8. A system for producing tubular nonwovens, the system comprising: a melt-blowing die for producing molten fibers;a rotating mandrel having a surface onto which the molten fibers are deposited to produce a continuous tubular nonwoven;a puller device downstream of the melt-blowing die, the puller device comprising an upper wheel assembly and a lower wheel assembly, each wheel assembly having a central axle surrounded by a plurality of roller anchors radially extending from the central axle and a plurality of multi-directional, cylindrical rollers engaged with an outer surface of the tubular nonwoven, each of the multi-directional rollers being independently rotatable and each roller being mounted on at least one of the plurality of roller anchors; anda cutting device for cutting the tubular nonwoven into a nonwoven cartridge.

9. The system of claim 8, wherein each central axle has a circumferential profile; and wherein an alternating pattern of rollers and roller anchors surrounds the central axle.

10. The system of claim 1, wherein the multi-directional rollers comprise a grooved or roughened surface.

11. The system of claim 1, wherein the cutting device is a knife or saw.

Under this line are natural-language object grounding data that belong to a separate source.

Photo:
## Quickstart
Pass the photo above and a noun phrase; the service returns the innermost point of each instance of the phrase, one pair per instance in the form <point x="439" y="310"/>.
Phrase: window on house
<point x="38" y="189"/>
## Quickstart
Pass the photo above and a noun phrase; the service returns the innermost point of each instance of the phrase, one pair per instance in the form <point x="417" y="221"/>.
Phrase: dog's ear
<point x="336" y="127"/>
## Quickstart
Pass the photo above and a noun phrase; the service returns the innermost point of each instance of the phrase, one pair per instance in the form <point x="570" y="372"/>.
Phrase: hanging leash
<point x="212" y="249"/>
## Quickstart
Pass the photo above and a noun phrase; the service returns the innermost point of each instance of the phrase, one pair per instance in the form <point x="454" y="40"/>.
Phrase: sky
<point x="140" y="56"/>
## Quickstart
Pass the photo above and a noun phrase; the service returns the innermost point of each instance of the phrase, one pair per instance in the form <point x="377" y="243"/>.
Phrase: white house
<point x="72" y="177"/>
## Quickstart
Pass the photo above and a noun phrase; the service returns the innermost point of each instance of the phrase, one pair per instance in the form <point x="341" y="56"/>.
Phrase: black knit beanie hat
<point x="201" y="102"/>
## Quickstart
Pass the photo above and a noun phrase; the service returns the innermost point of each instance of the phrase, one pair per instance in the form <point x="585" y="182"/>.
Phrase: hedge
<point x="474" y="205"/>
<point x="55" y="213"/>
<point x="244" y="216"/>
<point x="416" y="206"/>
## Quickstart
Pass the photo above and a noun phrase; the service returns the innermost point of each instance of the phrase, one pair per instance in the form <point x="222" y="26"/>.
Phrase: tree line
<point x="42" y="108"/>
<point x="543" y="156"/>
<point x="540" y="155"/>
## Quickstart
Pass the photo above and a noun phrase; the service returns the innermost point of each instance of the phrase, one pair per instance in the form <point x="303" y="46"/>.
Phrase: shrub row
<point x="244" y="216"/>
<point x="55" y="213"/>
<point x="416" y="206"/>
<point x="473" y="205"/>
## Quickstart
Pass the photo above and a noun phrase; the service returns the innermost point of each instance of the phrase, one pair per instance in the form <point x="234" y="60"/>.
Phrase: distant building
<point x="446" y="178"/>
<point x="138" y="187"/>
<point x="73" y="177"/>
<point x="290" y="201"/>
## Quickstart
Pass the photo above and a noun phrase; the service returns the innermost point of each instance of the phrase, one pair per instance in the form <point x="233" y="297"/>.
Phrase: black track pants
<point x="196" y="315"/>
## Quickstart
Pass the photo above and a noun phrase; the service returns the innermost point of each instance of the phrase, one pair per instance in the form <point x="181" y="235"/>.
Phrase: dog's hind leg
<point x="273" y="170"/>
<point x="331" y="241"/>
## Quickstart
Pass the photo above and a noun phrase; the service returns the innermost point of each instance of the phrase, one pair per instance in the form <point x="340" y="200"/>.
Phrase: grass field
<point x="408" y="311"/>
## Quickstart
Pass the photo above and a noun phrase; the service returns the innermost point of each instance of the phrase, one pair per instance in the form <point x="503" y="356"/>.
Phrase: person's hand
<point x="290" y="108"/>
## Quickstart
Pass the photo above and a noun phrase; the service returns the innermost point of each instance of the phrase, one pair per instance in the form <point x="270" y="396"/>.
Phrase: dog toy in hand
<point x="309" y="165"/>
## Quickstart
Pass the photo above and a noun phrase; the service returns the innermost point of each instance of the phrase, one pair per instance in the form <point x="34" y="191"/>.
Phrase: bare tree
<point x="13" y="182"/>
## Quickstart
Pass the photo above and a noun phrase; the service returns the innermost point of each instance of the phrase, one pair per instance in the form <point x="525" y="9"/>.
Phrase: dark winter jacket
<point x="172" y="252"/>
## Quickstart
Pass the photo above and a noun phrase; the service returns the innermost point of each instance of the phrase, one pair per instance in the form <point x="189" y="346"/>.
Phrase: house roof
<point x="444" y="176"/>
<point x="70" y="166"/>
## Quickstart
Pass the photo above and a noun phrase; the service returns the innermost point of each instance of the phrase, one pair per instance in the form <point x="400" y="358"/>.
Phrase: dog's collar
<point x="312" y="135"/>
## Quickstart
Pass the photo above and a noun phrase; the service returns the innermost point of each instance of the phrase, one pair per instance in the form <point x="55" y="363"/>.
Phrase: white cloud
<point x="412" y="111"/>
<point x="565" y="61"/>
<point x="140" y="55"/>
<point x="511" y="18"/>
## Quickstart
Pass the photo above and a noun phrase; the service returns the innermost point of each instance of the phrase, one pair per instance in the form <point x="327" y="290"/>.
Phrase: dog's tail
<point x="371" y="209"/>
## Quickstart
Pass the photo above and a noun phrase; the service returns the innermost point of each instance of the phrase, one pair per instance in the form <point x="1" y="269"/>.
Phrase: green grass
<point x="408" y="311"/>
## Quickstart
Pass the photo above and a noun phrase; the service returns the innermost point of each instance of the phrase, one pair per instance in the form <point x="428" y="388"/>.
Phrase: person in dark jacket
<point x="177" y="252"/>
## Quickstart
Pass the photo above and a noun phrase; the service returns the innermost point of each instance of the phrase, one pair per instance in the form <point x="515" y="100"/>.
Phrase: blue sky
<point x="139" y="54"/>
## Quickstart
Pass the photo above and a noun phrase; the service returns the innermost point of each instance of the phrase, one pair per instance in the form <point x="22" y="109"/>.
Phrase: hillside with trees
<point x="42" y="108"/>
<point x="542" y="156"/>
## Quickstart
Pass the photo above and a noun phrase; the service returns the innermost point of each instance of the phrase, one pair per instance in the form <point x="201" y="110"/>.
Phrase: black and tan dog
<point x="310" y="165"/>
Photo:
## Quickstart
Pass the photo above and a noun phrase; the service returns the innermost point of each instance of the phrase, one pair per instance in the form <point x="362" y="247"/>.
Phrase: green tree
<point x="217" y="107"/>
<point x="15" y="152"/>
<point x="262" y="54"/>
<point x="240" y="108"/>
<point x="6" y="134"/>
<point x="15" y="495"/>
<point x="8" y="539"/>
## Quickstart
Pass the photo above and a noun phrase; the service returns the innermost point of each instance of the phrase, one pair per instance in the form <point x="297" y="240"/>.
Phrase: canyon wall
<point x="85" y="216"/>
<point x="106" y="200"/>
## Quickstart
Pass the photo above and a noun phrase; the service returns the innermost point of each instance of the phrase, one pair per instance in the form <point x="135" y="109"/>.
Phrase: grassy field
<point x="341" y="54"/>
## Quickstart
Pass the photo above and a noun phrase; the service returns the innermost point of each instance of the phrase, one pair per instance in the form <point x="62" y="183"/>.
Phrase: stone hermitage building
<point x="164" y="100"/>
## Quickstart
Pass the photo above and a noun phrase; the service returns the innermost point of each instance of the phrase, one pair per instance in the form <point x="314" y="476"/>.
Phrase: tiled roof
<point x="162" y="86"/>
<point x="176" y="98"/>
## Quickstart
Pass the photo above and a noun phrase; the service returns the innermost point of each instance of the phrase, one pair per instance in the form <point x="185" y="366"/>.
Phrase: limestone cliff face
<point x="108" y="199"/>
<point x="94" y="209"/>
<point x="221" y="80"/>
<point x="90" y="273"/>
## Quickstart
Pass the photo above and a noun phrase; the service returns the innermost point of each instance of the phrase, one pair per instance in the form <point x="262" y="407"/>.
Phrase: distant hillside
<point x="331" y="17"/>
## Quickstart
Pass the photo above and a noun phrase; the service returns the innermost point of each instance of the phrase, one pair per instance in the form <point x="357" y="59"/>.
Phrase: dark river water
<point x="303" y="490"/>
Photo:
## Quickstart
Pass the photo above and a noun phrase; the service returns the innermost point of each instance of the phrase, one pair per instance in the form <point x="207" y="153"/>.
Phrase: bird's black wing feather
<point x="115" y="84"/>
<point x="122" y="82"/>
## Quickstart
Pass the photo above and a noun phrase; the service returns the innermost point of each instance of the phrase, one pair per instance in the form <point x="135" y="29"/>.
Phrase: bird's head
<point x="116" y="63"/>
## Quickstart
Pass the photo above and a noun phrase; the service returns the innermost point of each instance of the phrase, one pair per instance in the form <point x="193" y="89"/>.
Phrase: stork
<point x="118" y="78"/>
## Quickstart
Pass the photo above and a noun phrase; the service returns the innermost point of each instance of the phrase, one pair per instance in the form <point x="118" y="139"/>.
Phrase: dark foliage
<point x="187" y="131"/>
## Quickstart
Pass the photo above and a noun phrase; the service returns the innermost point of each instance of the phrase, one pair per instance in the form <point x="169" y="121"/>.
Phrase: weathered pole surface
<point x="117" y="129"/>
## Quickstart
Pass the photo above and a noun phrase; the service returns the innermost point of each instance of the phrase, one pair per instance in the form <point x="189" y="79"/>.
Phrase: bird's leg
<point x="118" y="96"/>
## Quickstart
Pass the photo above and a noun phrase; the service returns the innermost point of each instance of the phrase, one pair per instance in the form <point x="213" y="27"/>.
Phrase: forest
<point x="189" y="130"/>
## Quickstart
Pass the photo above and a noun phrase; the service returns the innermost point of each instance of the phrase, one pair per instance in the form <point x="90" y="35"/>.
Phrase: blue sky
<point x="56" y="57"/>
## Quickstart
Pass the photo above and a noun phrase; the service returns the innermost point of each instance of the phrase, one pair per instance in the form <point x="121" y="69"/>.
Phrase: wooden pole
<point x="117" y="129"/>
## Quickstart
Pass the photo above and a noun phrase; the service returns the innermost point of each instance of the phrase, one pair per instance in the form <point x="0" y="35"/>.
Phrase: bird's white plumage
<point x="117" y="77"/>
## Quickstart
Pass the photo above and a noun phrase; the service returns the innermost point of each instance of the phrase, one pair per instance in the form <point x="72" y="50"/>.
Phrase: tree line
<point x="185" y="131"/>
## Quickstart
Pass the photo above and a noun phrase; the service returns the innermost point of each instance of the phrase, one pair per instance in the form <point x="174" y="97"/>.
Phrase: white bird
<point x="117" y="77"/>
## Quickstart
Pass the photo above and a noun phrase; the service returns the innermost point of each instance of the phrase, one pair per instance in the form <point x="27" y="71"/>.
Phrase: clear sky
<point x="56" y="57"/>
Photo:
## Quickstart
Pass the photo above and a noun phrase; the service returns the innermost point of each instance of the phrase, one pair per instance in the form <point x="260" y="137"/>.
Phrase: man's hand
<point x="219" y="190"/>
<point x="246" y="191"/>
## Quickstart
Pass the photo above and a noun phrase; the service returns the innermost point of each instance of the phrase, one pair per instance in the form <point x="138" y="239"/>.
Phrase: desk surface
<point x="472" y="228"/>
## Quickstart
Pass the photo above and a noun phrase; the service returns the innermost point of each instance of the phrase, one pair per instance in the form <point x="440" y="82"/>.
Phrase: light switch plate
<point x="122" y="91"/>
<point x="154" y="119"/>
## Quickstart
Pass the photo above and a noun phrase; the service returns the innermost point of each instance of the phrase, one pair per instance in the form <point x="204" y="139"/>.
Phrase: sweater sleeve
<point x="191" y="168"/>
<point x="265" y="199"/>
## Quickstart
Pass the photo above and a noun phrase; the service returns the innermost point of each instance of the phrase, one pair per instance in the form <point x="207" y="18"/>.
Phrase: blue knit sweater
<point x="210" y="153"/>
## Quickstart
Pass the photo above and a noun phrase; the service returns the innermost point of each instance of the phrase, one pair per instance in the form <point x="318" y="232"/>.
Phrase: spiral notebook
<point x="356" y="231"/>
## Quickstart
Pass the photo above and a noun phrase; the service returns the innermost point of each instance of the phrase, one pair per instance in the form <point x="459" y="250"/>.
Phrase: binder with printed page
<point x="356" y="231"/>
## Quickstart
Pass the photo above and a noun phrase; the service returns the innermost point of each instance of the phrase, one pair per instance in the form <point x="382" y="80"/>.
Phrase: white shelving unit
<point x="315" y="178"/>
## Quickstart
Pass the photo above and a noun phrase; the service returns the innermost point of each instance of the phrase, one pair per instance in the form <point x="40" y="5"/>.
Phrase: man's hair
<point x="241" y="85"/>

12. A system for producing coreless nonwoven cartridges, the system comprising: at least one melt-blowing die for producing molten fibers;a rotating mandrel having a surface onto which the molten fibers are deposited to produce a continuous tubular nonwoven;a puller device downstream of the melt-blowing die, the puller device comprising an upper wheel assembly and a lower wheel assembly, each wheel assembly having a plurality of multi-directional rollers engageable with an outer surface of the tubular nonwoven, each of the multi-directional rollers being operably connected to a hub and being independently rotatable;a radially adjustable gap-setting device to position the rollers against the tubular nonwoven; anda cutting device for cutting the tubular nonwoven into a nonwoven cartridge.

13. The system of claim 12, wherein the multi-directional rollers are positioned on a drive axle, the drive axle being operably connected to a drive motor; and wherein the drive motor sets a speed at which the tubular nonwoven is withdrawn from the mandrel.

14. The system of claim 13, wherein the gap-setting device comprises a platform, and wherein the drive motor is mounted to the platform of the gap-setting device.

15. The system of claim 12, wherein the multi-directional rollers comprise a grooved or roughened surface, the grooved or roughened surface allowing the tubular nonwoven to be pulled without rotational slippage between the tubular nonwoven and the mandrel.

16. The system of claim 15, wherein the multi-directional rollers comprise an outer surface that engages the tubular nonwoven without damaging an inner surface or an outer surface of the tubular nonwoven.

17. The system of claim 12, wherein the multi-directional rollers pull the tubular nonwoven in a substantially axial direction without imparting a peripheral torque to the tubular nonwoven.